Indeed. I'm only paying something like $.07/KWh, which is incredibly cheap. So at least here the problem with power consumption isn't the cost of the electricity (or even running the A/C), but rather the overall heat and acoustics. Even though I have central A/C I
still have to run a secondary A/C in my office on hot days because of my equipment. Portable A/Cs are neither quiet nor cheap, so while the latter is a sunk cost, if I can keep heat generation down and avoid listening to the A/C I'm all for it.

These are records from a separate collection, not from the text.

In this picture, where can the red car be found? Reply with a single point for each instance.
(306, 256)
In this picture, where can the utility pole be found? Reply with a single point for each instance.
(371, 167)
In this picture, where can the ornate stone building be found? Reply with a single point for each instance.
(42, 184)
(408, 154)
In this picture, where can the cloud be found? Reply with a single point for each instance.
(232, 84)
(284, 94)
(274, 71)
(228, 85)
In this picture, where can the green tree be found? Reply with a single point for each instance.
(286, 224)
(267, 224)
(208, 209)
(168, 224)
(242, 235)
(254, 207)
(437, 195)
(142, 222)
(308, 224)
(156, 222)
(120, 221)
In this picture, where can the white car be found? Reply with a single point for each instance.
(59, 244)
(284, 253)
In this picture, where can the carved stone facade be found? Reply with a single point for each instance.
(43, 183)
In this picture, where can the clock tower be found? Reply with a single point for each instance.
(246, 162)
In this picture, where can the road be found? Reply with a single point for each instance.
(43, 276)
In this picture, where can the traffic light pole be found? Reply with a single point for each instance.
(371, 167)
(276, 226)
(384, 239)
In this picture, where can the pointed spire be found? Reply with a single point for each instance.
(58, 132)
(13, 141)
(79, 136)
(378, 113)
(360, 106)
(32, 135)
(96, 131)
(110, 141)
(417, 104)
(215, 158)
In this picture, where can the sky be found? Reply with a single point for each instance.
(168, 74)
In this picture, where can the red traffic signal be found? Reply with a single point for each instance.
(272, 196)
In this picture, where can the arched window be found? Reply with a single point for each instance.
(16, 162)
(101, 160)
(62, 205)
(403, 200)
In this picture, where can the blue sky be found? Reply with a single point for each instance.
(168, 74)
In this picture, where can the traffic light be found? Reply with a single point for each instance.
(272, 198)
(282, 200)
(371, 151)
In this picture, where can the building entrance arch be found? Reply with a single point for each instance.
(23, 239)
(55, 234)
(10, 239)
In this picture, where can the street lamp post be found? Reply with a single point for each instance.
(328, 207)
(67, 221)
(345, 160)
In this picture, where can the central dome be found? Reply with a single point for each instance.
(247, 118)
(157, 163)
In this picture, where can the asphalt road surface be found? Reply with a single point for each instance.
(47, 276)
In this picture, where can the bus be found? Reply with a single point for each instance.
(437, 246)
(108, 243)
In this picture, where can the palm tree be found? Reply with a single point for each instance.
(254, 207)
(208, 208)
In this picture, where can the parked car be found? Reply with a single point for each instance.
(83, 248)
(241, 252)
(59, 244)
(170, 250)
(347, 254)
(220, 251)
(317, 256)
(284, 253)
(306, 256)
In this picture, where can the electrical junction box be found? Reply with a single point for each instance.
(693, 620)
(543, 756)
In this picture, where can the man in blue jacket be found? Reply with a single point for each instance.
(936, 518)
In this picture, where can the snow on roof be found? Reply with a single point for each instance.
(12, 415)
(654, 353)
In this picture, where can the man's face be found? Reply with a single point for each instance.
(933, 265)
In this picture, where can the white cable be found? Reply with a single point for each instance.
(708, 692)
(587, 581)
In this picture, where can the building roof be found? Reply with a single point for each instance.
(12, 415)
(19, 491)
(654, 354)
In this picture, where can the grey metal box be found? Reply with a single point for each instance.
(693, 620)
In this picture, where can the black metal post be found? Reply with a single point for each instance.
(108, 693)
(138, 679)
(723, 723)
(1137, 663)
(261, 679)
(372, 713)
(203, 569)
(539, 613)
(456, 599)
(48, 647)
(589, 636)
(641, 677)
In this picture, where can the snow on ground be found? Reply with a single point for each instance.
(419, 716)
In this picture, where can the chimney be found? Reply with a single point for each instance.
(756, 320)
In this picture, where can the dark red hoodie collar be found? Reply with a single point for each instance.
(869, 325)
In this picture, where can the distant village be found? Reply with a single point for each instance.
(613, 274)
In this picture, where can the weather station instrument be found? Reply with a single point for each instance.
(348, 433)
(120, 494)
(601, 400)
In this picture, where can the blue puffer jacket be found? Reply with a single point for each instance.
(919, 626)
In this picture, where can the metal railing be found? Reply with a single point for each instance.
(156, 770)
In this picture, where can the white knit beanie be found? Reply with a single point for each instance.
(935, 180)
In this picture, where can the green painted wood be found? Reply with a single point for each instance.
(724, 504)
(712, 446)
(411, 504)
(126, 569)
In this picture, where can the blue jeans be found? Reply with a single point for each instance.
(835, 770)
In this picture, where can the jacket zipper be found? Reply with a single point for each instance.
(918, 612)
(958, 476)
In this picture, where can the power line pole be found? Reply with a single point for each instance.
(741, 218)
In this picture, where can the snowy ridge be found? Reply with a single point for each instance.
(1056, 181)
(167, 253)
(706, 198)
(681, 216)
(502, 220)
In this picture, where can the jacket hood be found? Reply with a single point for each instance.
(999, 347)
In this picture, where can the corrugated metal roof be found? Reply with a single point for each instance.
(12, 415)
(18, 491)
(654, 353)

It's the difference between graphics and serial workloads. Rendering is embarrassingly parallel - add more functional units (shaders, ROPs, etc) and performance will increase in a fairly linear fashion. So every node shrink should bring with it around a 50% performance improvement for the same die/power.
This is as compared to serial workloads, which can't be distributed across additional functional units like that. The only solution is higher IPC and higher clockspeeds, and we've reached a point where both are difficult to significantly increase right now.